Du côté des investisseurs patrimoniaux, la SCPI LOG IN gérée par Theoreim a signé au deuxième trimestre 2026 sa plus grande opération depuis sa création avec l’acquisition d’un entrepôt logistique de 10 301 mètres carrés à Grenade, s’ajoutant à une acquisition précédente dans l’agglomération de Séville. Un signal fort : l’Andalousie s’impose comme un marché logistique émergent, aux côtés des hubs traditionnels de Madrid et Barcelone.
Selon Mordor Intelligence, le marché 3PL espagnol, la logistique externalisée, est évalué à 15,05 milliards de dollars en 2026 et devrait croître à un rythme annuel de 4,43 % pour atteindre 18,7 milliards de dollars d’ici 2031. Le commerce électronique représentait 27 % de ce marché en 2025, avec un taux de croissance annuel projeté de 6,25 % pour l’alimentation et les boissons, deux secteurs qui tirent la demande de surfaces froides et de logistique urbaine de proximité.

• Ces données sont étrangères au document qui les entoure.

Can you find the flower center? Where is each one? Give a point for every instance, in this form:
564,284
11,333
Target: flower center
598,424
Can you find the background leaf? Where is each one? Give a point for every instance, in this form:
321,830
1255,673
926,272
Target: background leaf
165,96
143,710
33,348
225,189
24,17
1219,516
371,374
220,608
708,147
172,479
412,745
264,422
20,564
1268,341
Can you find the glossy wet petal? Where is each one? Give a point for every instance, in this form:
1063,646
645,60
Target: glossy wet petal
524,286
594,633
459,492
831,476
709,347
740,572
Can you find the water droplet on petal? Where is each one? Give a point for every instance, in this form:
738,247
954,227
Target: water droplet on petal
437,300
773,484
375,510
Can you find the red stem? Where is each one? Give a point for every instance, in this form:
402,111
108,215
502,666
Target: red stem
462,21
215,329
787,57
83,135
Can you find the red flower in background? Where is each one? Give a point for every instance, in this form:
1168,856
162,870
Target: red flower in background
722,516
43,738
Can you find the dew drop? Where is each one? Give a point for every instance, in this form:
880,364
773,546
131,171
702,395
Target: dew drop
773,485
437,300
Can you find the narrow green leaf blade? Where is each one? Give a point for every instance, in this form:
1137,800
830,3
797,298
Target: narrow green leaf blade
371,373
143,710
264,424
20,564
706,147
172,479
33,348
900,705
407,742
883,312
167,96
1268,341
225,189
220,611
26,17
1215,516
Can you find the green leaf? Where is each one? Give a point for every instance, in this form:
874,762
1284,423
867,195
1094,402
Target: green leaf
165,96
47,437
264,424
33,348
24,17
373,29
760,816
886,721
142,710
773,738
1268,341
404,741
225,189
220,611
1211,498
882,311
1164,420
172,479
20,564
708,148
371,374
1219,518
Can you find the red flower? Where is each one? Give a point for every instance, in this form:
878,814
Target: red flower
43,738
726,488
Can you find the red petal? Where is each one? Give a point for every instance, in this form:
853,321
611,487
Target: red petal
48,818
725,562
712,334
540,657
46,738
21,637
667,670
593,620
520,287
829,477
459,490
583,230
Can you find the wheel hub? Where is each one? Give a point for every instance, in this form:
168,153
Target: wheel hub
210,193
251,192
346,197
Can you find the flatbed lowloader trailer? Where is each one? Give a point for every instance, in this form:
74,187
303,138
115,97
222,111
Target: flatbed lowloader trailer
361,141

Un secteur de transport sous pression, un modèle en mutation
Si l’immobilier logistique attire les capitaux, le secteur du transport qui le fait vivre traverse une période difficile. Le marché espagnol du transport routier de marchandises progresse d’environ 3,2 % en volume en 2026, une avancée réelle par rapport à un 2025 faible, mais la rentabilité reste au plus bas. Selon Powerload Blog, les coûts d’exploitation ont augmenté de 17,6 % en glissement annuel au premier trimestre, sous l’effet combiné de la flambée du carburant et des pressions salariales.
La digitalisation des flottes et les investissements dans la durabilité s’imposent comme les grands leviers de transformation. Plusieurs plateformes intermodales prioritaires sont en cours de développement par Adif, notamment à Barcelone, Valence, Madrid, Valladolid, Séville, Vitoria et Saragosse, dans le cadre du plan « Marchandises 30 » qui vise à porter la part du rail dans le transport terrestre de marchandises de 3,6 % à 10 % d’ici 2030.
Selon le 5e Baromètre Adecco sur la productivité, le secteur des transports obtient 63,5 points sur 100 en 2026, au-dessus de la moyenne nationale de 58,6, signe d’une efficacité opérationnelle en progression, même si les fragilités structurelles persistent. L’Espagne se trouve à un moment charnière : son immobilier logistique n’a jamais été aussi désirable, mais l’infrastructure de transport qui le dessert doit encore se moderniser en profondeur pour tenir ses promesses.